Another important aspect of co-translational protein folding is a translational control mechanism that links codon usage to protein expression levels [27]. It has been shown that the speed of ribosome movement at and around the start codon determines the rate at which subsequent ribosomes bind to the mRNA. To allow efficient rebinding of an initiating mRNA by downstream ribosomes, the actively bound ribosome must move away from the start codon quickly. Conversely, the slow movement of the bound ribosome around the start codon is sufficient to limit translation initiation rates. This occurs even when other features of the mRNA support high initiation rates. This translational control mechanism is a crucial contributing factor to expression levels in recombinant protein expression constructs, as well as determining expression levels of endogenous eukaryotic genes [27].

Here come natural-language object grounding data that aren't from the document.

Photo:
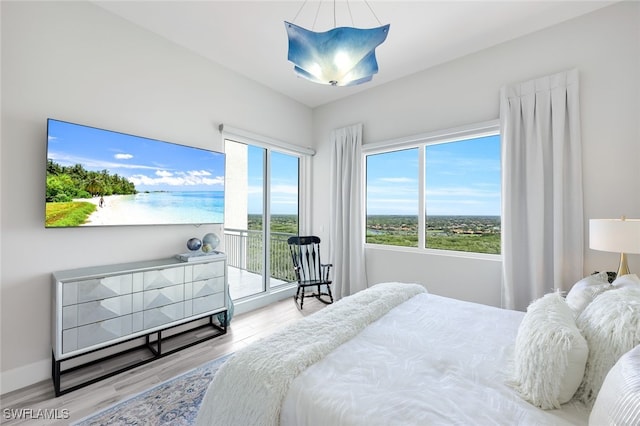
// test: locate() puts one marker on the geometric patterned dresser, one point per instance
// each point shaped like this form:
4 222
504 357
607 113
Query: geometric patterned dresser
98 308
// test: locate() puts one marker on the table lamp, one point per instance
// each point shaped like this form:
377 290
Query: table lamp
616 235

Herein, we report that partial deletion of the NAC improves cellular growth in yeast expressing a toxic expanded polyQ protein (htt-103Q) and reduces aggregation of polyglutamine. We also found that there was a significant increase in ubiquitination in NAC-deleted strains expressing htt-103Q. Additionally, we show that partial deletion of the NAC reduces the induction of certain yeast prion strains. These results identify the NAC as a potential therapeutic target to reduce amyloidogenic protein aggregation and further elucidate the mechanism by which NAC disruption improves the cellular environment in the face of protein misfolding stress. Curiously, we also found that deleting portions of the NAC enhances the expression of downstream UPR proteins. At the same time, these NAC deletion strains showed variability in protein expression level under a controlled codon usage variant experimental setup. These results suggest that the loss of the NAC can alter translation rates, which may improve protein folding in the cytosol (or alter aggregation propensity), while at the same time adding stress to the ER (presumably due to changes in translocation).
Results
NAC modulation alters the codon-dependent translation rate
Most translated nascent polypeptide chains are protected from degradation through cotranslational folding and interaction with the NAC. We have shown previously that deleting subunits of the NAC rescues yeast prion-induced cytotoxicity by altering the balance and localization of other molecular chaperones [16]. In addition, we hypothesized that protein folding was altered such that newly synthesized prion protein was slower to join aggregating conformers. It was unclear, however, whether the chaperone changes had any impact on the translation itself. Global translation (as assessed by polysome profiles) appears similar in the presence and absence of the NAC in yeast. However, there may be scenarios where co-translational folding by chaperones is required to achieve steady-state expression of a protein. Codon usage has evolved as a means to optimize translation on individual mRNAs, as well as global optimization of ribosome availability [27]. Codon decoding time is a partial predictor of protein expression levels [28]. In addition, codon optimality plays a role in protein folding, which, in turn, could alter chaperone dependence.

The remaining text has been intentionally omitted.